The studio is led by a couple of teacher-practitioners, Anne Lacaton and Jean-Philippe Vassal. They met as architecture students in Bordeaux in the 1970s. Mr. Vassal went on to work as a planner in Niger, and the couple’s experience in that West African country taught them to pay attention to local climate and be economical after they launched their studio in 1987. “To spend less and better: This is a key point for us,” Ms. Lacaton said in a lecture a few years ago. Their mantra is “never demolish.”
By contrast, the Pritzker has valorized flashy and expensive buildings. It helped to define the phenomenon of the “starchitect,” a media-savvy, singular genius who commands big budgets for flashy buildings. (Frank Gehry won in 1989.) This has begun to shift in the past decade; since 2015, the prize has repeatedly gone to architects who build with a strong social conscience.
Lacaton & Vassal’s award takes that trend a step further. Architects usually pride themselves on ground-up buildings and a specific language of forms, materials and details. L&V are best known for renovations, including Bois-le-Prêtre and a similar project for 530 units in Bordeaux. (The firm has never built in Canada, though in 2014 they entered a competition for the renovation of Montreal’s Insectarium.)
This sort of thing is unglamorous and technical. But it is important. The postwar construction boom, in Europe as in Canada, created most of the buildings that we now have. We cannot simply tear them all down and rebuild them, squandering all the energy – and history – that’s baked into them.
So how can they be updated? In Canada, this problem faces social housing agencies and private landlords across the country, and particularly in Ontario. Architect Graeme Stewart, of the Toronto firm ERA, has made a career from this sort of tower renewal project. Lacaton & Vassal “have set a profound example for us,” he said. Their successful projects provide a counterpoint to the “teardown and rebuild culture” that is common in North America.
Real-estate developers will often say that it doesn’t make sense to renovate older towers. This, Mr. Stewart said, is false. “In our work, it is always cheaper to do deep retrofits” – gut renovations and reconstructions – “than it is to tear down and rebuild.”

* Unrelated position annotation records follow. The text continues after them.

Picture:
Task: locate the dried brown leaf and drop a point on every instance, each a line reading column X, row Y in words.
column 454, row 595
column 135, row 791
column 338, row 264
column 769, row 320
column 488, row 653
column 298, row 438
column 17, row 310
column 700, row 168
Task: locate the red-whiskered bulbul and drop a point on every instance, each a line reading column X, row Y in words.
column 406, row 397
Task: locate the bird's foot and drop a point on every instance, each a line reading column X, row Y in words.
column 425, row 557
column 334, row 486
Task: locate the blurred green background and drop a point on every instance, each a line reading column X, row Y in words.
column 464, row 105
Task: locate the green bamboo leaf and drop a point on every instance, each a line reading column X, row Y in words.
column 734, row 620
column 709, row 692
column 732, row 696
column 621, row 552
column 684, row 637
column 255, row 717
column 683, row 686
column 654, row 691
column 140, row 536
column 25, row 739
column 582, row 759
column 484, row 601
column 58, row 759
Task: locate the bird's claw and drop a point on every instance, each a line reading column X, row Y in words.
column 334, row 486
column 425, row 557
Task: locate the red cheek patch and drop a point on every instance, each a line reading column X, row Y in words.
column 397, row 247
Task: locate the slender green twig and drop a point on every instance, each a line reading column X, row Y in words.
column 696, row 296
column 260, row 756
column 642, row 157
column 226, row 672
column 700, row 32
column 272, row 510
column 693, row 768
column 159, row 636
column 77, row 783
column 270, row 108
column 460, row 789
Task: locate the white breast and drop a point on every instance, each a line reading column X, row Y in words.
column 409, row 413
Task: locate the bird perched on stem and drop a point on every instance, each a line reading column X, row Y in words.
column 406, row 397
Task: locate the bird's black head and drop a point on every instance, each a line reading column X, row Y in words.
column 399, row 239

In Hamilton, ERA’s Ya’el Santopinto and Mr. Stewart recently completed rebuilding the Ken Soble Tower, a 1967 apartment building that belongs to the city’s housing agency. The tower was gut renovated and insulated to the Passive House standard. Its concrete structure, which is energy intensive to construct, remains. And the budget, Stewart said, was about 70 per cent what it would have cost to tear down and reconstruct the tower.
Those tower projects have a political valence as well. It is common in Britain and the U.S. to vilify modern architecture, social housing above all; conservatives see no cultural value in the work of the postwar welfare state. In Canada we have adopted some of that attitude. In 2005, Toronto politicians voted to tear down three significant modern towers in the Regent Park public-housing project. The city’s equally significant Alexandra Park housing is now going, too. Our collective ideas of history and heritage tend to exclude this sort of place.
Here too, the Pritzker winners have something to teach us: These places are home to people, and can be looked after rather than demolished. “We never see the existing as a problem,” Ms. Lacaton said in a statement. “We look with positive eyes because there is an opportunity of doing more with what we already have.” That attitude deserves to be honoured.